For better or for worse, Dischord is the first thing that most informed music fans think about when they hear the words “Washington, D.C.” Yes, Dischord and other labels (DeSoto, Teenbeat, and Slumberland) all made important contributions to our city’s rich musical history. But with Dischord putting out fewer records and focusing more on distribution, we’re not being defined and outshined by their brand. So what if D,C, isn’t how it was in 1980, 1995, or 2002? The past should serve as a reference point, not as a millstone around one’s neck. We should not be shackled by our history. The D.C. music scene is an unwritten book, a tabula rasa. We, as artists, must take advantage of this by nurturing wide varieties of music with a view to innovation.

Naysayers argue that the lack of an identifiable local sound makes D.C. “unmarketable.” I would argue otherwise. The lack of a D.C. “sound” means that we’re not pressured into making one type of music in order to get attention. Just look at the diversity amongst the tenants of the soon-to-be-demolished Gold Leaf Studios. You’ve got AM gold/desert rock (U.S. Royalty), a wild mix of free jazz and punk (Laughing Man), electronic rock (my band, Ra Ra Rasputin, as well as our roommates Miyazaki), long improvisational blues jams (Honey House). Outside Gold Leaf, even more variety. You’ve got folks who are still carrying the torch of harDCore (Coke Bust). You’ve got former hardcore kids taking electronic music to the next level (Future Times/Beautiful Swimmers/Protect-U). What about longtime DJs producing their own songs (Volta Bureau, Chris Burns, the Nouveau Riche guys)? Sockets Records has done a fine job of championing some really fine groups (Cornel West Theory, Big Gold Belt, and Hume). I haven’t even touched what’s going on in go-go, jazz, or hip-hop in the District right now. Whoever’s complaining about local bands sucking must be stuck in the Shins-lite indie rock era of 2006-2008 and probably attends one show a month.

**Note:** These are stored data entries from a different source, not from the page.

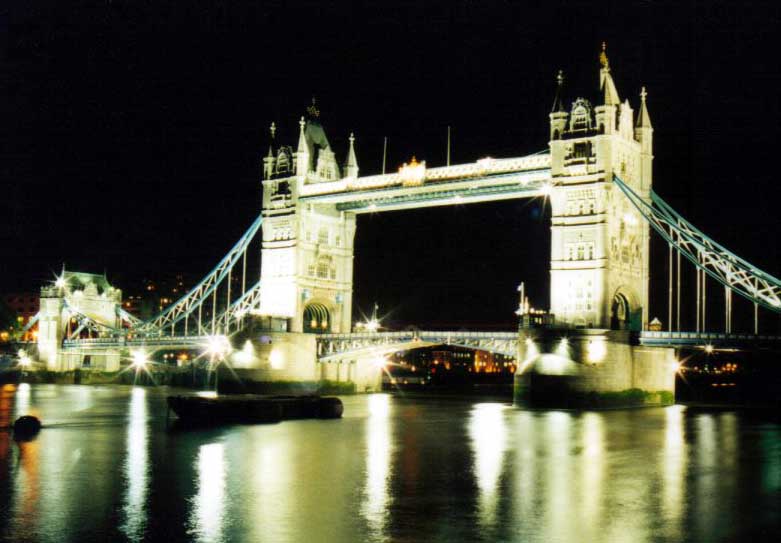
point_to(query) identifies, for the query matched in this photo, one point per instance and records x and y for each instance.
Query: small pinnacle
(603, 56)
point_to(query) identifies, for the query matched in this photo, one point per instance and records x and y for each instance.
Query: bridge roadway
(335, 346)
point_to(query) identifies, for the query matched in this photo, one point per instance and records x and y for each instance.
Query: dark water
(106, 469)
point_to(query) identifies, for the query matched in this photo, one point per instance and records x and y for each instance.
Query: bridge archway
(317, 318)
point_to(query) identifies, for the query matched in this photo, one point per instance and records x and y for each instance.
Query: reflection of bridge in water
(596, 176)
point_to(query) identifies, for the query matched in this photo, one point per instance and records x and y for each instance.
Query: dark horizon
(133, 134)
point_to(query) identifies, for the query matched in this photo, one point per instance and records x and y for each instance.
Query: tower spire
(558, 104)
(643, 120)
(351, 167)
(302, 154)
(273, 131)
(606, 85)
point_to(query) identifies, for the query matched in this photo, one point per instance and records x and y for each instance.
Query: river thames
(107, 467)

Finally, people are writing good SONGS. After all, it’s not just about the creative process and the “scene.” It’s about THE MUSIC. Beautiful Swimmers’ “Big Coast” was a summer banger if I’ve ever heard one. What about Screen Vinyl Image’s driving “Cathode Ray?”  How about Imperial China’s skittering “Bananamite?” Middling hipster-Sundance movie soundtrack music this is not. As someone who performs and attends a lot of shows, I can say with confidence that local groups are not only writing better structured songs but also conjuring up some very cool sounds.

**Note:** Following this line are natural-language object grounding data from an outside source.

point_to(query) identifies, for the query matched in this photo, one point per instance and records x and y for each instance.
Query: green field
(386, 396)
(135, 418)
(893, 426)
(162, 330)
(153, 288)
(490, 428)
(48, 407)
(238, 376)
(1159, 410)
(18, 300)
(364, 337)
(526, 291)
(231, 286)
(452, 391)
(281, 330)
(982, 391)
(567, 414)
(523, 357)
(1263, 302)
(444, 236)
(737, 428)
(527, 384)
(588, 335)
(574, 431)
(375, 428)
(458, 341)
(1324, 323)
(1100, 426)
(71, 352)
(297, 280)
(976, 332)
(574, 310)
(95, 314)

I defend D.C.’s music scene because I genuinely believe we have something good to offer, not just because I’m invested in it. When I first moved here from New York, I knew that I liked the area, but I had no idea that I’d stick around for so long. I certainly have my criticisms about living and working here. Hell, I just as easily could’ve written several hundred (or thousand) words on what we’re dong wrong. But if there’s one thing Washingtonians could learn from New Yorkers, it’s that confidence and a bit of swagger can go a long way.